Kapitel IV – Die lange Wacht
by Necronius on Apr..29, 2012, under Sagitarius
Auszug aus „Der Pfad des Kriegers“ von General Amanda S. Roslyn (Systems Alliance Navy)
In Friedenszeiten ist der Zivilbevölkerung jedes modernen Staates nur schwer zu erklären gewesen, dass die Finanzierung einer Armee zu den Grundaufgaben jeder Regierung zählt. Es brauchte immer eine fühlbare Bedrohung für die Bevölkerung, um Kritik am Militär weitgehend verstummen zu lassen. Aus meiner Sicht ist das mangelnde Ehrlichkeit der Bevölkerung gegenüber: Es ist wahr, dass in den allermeisten Situationen kein konkreter Bedarf für eine Armee besteht. Das gestehe ich als jahrzehntelanger Militär ein.
Warum aber plädiere ich dann trotzdem für stehende Truppen? Die Antwort darauf liegt im Wesen moderner militärischer Konflikte. Werfen wir einen Blick zurück in die Geschichte: Was ist über die Jahrhunderte geschehen? Vereinfacht gesagt: Eine dramatische Weiterentwicklung in der Waffentechnologie und ein dramatischer Anstieg zivilgesellschaftlichen Wohlstandes.
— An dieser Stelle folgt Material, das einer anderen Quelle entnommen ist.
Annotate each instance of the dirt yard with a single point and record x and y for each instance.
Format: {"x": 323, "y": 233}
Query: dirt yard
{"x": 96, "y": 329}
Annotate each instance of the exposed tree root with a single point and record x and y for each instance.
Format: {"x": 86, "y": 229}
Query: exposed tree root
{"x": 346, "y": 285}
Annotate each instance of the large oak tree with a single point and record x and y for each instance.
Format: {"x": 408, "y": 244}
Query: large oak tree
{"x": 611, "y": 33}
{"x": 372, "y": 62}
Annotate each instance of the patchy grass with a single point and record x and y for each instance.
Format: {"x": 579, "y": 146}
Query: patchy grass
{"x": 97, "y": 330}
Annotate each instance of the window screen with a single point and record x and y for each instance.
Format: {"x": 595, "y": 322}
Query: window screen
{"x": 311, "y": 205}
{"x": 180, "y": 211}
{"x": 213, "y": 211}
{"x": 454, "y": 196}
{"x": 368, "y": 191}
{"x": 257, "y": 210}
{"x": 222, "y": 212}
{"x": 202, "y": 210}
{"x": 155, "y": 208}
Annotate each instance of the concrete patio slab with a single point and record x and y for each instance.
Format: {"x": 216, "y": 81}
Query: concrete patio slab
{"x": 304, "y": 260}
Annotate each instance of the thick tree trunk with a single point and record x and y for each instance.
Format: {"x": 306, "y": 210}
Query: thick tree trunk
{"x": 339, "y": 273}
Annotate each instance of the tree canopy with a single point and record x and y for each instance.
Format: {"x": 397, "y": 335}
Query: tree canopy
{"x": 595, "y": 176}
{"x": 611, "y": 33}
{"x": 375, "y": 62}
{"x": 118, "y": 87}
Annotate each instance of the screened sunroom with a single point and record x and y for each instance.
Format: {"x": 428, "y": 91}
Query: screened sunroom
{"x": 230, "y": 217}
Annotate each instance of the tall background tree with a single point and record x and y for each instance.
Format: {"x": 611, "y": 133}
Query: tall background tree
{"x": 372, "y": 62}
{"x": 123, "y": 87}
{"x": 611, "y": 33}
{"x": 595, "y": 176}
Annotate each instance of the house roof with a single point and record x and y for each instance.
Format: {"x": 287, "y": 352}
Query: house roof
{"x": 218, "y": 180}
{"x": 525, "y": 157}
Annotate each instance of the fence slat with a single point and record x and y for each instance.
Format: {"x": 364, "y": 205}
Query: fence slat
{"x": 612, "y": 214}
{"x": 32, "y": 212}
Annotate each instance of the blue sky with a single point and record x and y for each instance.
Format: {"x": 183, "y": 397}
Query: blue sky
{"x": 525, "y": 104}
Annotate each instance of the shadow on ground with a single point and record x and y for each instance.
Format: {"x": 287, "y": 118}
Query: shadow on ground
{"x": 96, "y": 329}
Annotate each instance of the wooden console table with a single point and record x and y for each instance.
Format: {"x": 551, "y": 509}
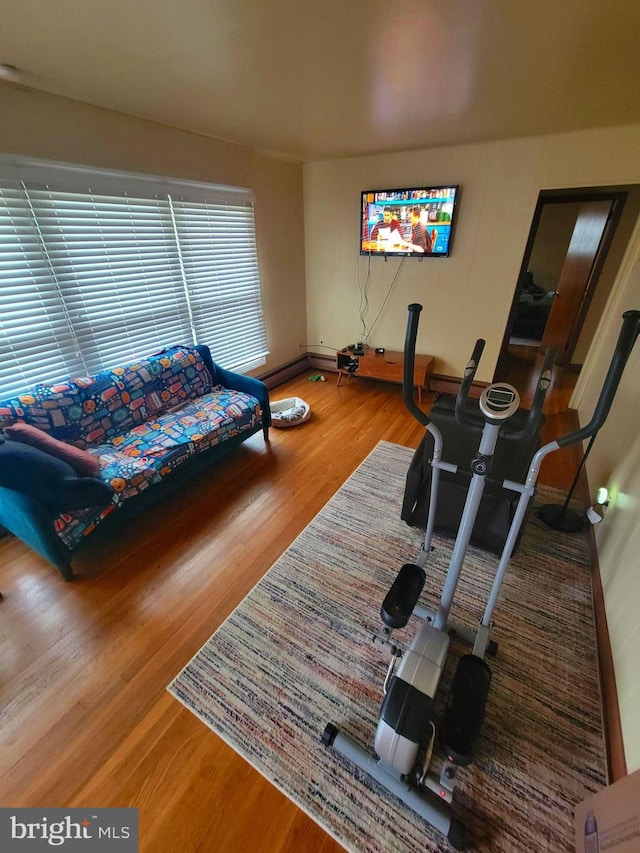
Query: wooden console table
{"x": 386, "y": 366}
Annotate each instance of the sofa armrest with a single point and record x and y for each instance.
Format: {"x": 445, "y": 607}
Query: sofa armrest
{"x": 239, "y": 382}
{"x": 33, "y": 523}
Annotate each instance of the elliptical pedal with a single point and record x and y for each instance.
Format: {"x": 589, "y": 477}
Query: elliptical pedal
{"x": 463, "y": 716}
{"x": 403, "y": 596}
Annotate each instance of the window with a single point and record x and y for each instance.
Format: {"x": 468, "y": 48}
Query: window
{"x": 97, "y": 269}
Die Bürger moderner Staaten sind mit der Situation eines Krieges nicht mehr konkret vertraut. Selbst der Erstkontaktkrieg, der in den Hirnen der Soldaten dieser Allianz eingebrannt ist, bleibt für die Bürger eine abstrakte Größe. Bereits seit dem späten 20. Jahrhundert sind Bürger wohlhabender Staaten nicht mehr daran gewohnt, Kriege innerhalb der eigenen Landesgrenzen zu führen. Nun verschwindet der Krieg auch aus den Grenzen der Planetenatmosphäre und des eigenen Sonnensystems. Da sollte man meinen, dass Militärausgaben kaum noch nötig seien.
Dem entgegen steht aber die andere Entwicklung, die ich ansprach: Die dramatische Weiterentwicklung der Waffentechnologie. So gering die Wahrscheinlichkeit sein mag, dass tatsächlich ein militärischer Konflikt entsteht, der bis zur Erde gelangt, so sehr sollte Sie erschrecken, was die Hauptwaffen turianischer, batarianischer oder sonstiger Schlachtschiffe anrichten könnten, wären Sie auf London, Vancouver, Sydney oder eine der anderen tausenden Großstädte der Erde gerichtet.
Der Schrecken des Krieges folgt einer simplen Formel: Multiplizieren Sie die Wahrscheinlichkeit eines Angriffs mit der Grausamkeit der Waffen und Sie erhalten die Sorgen, die Sie sich machen sollten.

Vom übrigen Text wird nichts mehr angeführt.